[Intel-gfx] [PATCH] drm/i915/reset: Add Wa_22011802037 for gen11 and execlist backend

Fri May 6 17:13:28 UTC 2022

On Wed, May 04, 2022 at 07:09:09PM +0100, Tvrtko Ursulin wrote:
>
>On 04/05/2022 18:35, Umesh Nerlige Ramappa wrote:
>>On Wed, May 04, 2022 at 09:10:42AM +0100, Tvrtko Ursulin wrote:
>>>
>>>On 03/05/2022 20:49, Umesh Nerlige Ramappa wrote:
>>>>On Tue, May 03, 2022 at 09:42:52AM +0100, Tvrtko Ursulin wrote:
>>>>>
>>>>>On 02/05/2022 23:18, Umesh Nerlige Ramappa wrote:
>>>>>>Current implementation of Wa_22011802037 is limited to the GuC backend
>>>>>>and gen12. Add support for execlist backend and gen11 as well.
>>>>>
>>>>>Is the implication f6aa0d713c88 ("drm/i915: Add Wa_22011802037 
>>>>>force cs halt") does not work on Tigerlake? Fixes: tag 
>>>>>probably required in that case since I have sold that fix as 
>>>>>a, well, fix.
>>>>
>>>>After the fix was made, the WA has evolved and added some more 
>>>>steps for handling pending MI_FORCE_WAKEs.

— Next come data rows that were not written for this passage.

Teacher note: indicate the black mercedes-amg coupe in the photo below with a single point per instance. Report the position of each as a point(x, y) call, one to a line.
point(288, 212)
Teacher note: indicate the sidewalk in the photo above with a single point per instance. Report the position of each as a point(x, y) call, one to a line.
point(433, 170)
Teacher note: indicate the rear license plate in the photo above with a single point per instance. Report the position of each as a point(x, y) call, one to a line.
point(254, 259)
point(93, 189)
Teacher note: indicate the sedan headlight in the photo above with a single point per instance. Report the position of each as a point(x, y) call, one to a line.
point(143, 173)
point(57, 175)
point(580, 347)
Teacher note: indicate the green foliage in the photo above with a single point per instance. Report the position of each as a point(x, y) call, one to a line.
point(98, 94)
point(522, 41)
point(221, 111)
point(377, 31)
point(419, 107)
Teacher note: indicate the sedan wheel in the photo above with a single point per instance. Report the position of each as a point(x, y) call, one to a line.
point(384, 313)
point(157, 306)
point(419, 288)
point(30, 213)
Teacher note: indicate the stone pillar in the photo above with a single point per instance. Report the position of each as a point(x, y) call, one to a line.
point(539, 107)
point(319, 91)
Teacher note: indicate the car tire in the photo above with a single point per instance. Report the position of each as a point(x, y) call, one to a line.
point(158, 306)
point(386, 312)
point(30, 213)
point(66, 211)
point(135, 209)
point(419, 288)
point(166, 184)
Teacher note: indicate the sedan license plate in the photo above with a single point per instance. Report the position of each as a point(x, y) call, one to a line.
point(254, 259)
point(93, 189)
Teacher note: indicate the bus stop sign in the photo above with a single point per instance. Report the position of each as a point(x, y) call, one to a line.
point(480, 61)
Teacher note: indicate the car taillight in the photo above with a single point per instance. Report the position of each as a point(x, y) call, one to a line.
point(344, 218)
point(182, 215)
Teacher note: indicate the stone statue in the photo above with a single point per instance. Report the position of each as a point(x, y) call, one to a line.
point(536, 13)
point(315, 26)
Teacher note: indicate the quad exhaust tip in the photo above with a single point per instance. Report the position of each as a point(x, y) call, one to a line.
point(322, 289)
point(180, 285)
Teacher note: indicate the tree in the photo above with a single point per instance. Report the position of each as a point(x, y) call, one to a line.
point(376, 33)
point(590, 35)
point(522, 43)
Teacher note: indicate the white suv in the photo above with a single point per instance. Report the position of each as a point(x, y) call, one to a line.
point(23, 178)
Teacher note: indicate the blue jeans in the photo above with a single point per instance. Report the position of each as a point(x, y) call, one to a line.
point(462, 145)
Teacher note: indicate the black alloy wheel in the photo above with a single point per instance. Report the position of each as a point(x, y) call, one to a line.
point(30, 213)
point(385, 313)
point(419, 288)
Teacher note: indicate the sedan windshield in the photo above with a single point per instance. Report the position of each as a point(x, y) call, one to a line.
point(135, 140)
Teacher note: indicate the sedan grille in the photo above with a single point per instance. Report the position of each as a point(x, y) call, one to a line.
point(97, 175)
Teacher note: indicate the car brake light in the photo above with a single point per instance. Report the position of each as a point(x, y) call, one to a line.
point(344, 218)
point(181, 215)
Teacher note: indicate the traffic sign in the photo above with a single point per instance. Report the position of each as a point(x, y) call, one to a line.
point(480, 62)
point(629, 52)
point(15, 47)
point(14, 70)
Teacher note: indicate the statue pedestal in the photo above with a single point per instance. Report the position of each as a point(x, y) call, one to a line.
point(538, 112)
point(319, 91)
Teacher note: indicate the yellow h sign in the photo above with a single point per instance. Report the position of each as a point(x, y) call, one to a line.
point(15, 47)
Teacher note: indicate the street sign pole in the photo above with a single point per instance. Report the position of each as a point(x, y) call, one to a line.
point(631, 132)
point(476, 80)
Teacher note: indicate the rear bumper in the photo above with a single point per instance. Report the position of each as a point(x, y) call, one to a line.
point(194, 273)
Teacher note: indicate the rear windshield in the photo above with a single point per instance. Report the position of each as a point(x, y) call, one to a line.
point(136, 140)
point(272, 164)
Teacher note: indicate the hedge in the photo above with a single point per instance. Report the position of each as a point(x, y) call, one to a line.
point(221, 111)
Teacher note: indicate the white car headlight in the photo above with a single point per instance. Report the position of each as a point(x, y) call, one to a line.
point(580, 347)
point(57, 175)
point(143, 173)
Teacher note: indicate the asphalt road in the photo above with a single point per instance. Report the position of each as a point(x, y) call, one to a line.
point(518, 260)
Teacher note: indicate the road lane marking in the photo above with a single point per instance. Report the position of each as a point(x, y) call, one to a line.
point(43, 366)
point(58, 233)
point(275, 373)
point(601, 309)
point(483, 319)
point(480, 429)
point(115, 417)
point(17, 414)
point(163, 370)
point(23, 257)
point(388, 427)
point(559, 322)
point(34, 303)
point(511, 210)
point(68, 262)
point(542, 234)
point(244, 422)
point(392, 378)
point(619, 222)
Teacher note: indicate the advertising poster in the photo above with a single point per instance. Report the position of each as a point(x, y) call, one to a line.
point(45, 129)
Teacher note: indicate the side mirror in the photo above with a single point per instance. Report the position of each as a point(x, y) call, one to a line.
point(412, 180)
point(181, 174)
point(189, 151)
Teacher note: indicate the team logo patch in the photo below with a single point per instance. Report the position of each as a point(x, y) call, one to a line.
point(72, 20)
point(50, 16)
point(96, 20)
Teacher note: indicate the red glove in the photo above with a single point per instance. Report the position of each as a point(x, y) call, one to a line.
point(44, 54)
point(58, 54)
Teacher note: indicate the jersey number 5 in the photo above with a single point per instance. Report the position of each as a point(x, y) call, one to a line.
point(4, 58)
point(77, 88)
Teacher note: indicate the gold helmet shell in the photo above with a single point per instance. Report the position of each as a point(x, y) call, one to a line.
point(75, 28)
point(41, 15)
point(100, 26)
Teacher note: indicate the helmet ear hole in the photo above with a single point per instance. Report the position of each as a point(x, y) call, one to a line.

This patch is the 
>>>>additional set of steps needed for the WA. As you mentioned 
>>>>offline, I should correct the commit message to indicate that 
>>>>the WA does exist for execlists, but needs additional steps. 
>>>>Will add Fixes: tag.
>>>
>>>Ok, that would be good then since it does sound they need to be 
>>>tied together (as in cherry picked for fixes).
>>>
>>>Will it be followed up with preempt-to-idle implementation to 
>>>avoid the, as I understand it, potential for activity on one CCS 
>>>engine defeating the WA on another by timing out the wait for 
>>>idle?
>>
>>fwiu, for the case where we want to limit the reset to a single 
>>engine, the preempt-to-idle implementation may be required - 
>>https://patchwork.freedesktop.org/series/101432/. If preempt-to-idle 
>>fails, the hangcheck should kick in and then do a gt-reset. If that 
>>happens, then the WA flow in the patch should be applied.
>
>Okay I read that as yes. That is fine by me since this patch alone is 
>better than without it.
>

I have a general doubt for engines that do NOT share a reset domain, 
specifically for execlist backend.

What is the expectation/behavior with the hangcheck initiated reset. It 
says resetting chip for the engine that it decides is hung. In that path 
it calls gt_reset which loops through engines (reset_prepare, rewind, 
etc.).  Are all running contexts victimized? OR is there an attempt to 
preempt-to-idle contexts on other (innocent) engines and then resubmit 
them if successfully preempted?

Thanks,
Umesh